Discovering, developing and commercialising novel antibacterials is hard. The science is tough, finding funding is challenging and if successful, the commercial rewards are insignificant. We have seen companies that should have been rewarded for delivering new treatments collapse.
Some of our best scientific and medical communicators have been effective, convincing Governments that antibacterial R&D is special and needs extra-ordinary levels of support. We have seen remarkable amounts of early stage R&D “push” funding to aid attractive projects and we are starting to see novel approaches to reward product developers that reach the market with subscription models.
But we should not be surprised that the consistent message that the antibacterial market is broken should eventually put off investors and lead to low valuations for companies in the space.
Looking at the likely life cycle for an antibacterial R&D project – it starts in academia or biotech, where grant funding and or investors supported by non-dilutive grants can get the project to early clinical trials. To complete the clinical development and to get to market with global distribution the project probably has to transition into a larger organisation. The valuation of an antibiotic asset is currently so low that the early-stage investors are unlikely to see a return at this stage. They must wait for milestones and royalties. The larger company, if successful, may get a market entry reward, but once they take out their costs, how much will be shared with the early investors? How long will the angel and series A-D investors have to wait for their reward?
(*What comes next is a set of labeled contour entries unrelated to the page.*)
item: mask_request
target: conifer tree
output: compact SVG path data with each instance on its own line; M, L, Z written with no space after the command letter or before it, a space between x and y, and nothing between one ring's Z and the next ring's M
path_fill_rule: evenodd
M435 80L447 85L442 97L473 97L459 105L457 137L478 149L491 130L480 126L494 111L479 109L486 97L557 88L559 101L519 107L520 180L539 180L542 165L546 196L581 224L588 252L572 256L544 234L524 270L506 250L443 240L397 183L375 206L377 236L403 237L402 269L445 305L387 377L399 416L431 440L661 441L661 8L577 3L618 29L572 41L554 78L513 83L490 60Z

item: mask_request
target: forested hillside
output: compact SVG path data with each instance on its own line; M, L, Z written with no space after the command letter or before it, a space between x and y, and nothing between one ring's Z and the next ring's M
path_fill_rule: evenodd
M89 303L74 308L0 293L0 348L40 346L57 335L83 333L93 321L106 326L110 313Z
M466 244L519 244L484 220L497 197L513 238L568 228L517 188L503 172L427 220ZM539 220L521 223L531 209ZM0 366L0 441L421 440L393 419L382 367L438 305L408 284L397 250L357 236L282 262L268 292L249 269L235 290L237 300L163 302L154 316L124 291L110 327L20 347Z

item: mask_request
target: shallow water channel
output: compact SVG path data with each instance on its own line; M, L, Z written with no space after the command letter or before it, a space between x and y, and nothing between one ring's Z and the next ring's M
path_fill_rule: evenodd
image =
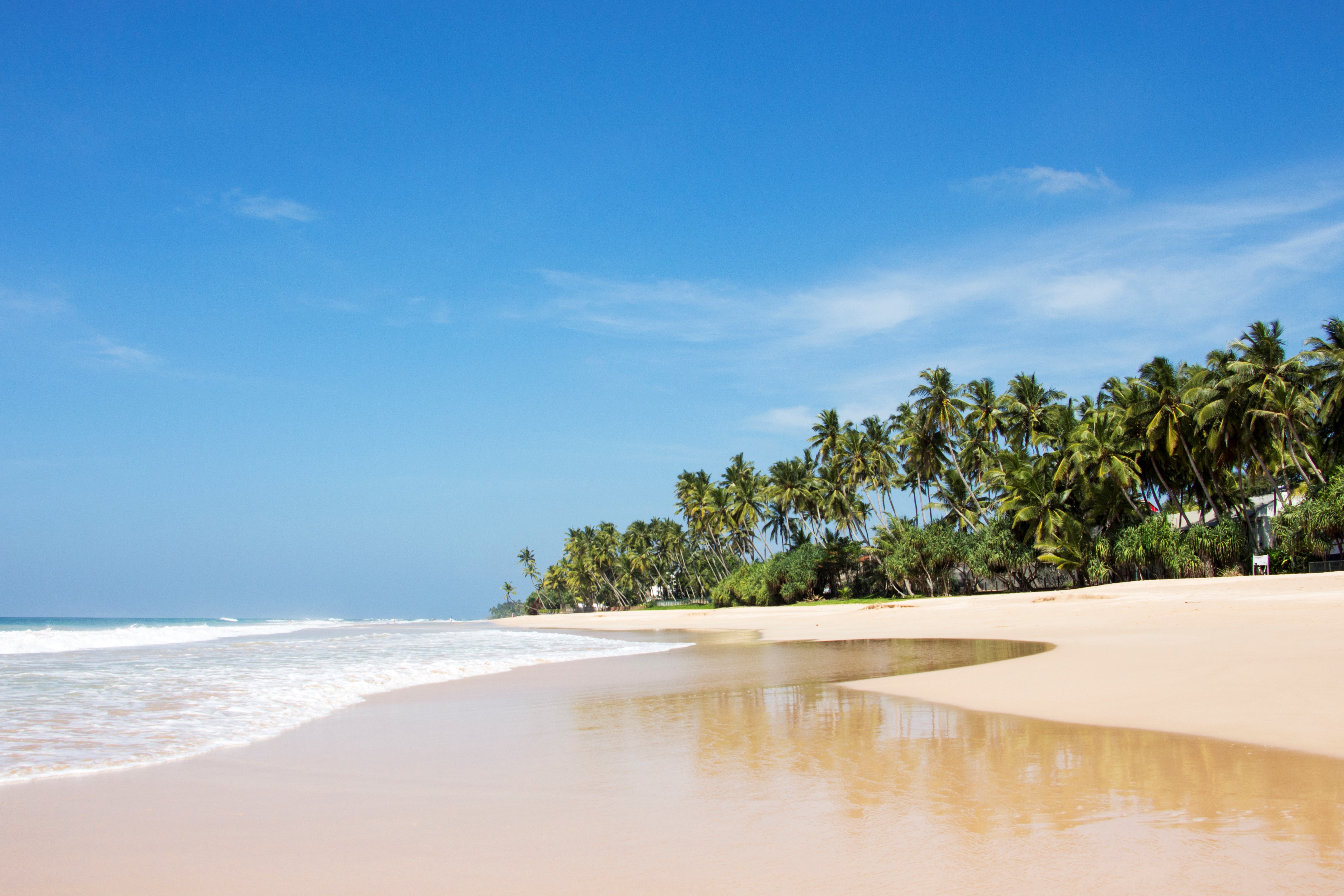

Furthermore, we have increased project risk, not reduced it. One of the major advantages of antibacterial R&D is the predictive animal models which means that projects can be derisked early, by Phase II you have a good idea of whether the antibiotic works. Now nobody knows how market-entry rewards will work or what projects will be rewarded. We have added a layer of uncertainty and time onto an already unattractive investment.
Unless each stakeholder can make an adequate return on investment in a reasonable time frame I don’t see how we are fixing the model. It feels like we are delaying the fix because it is hard.
To build a sustainable antibacterial R&D environment for the long-term, 30-, 100- and 300-years, we need to reassess antibacterial pricing and encourage a commercial model that rewards risk and investment. The alternative is that tax-payers will have to fund antibacterial R&D forever, and that feels fragile and unsustainable. But it may be the only option for the short term.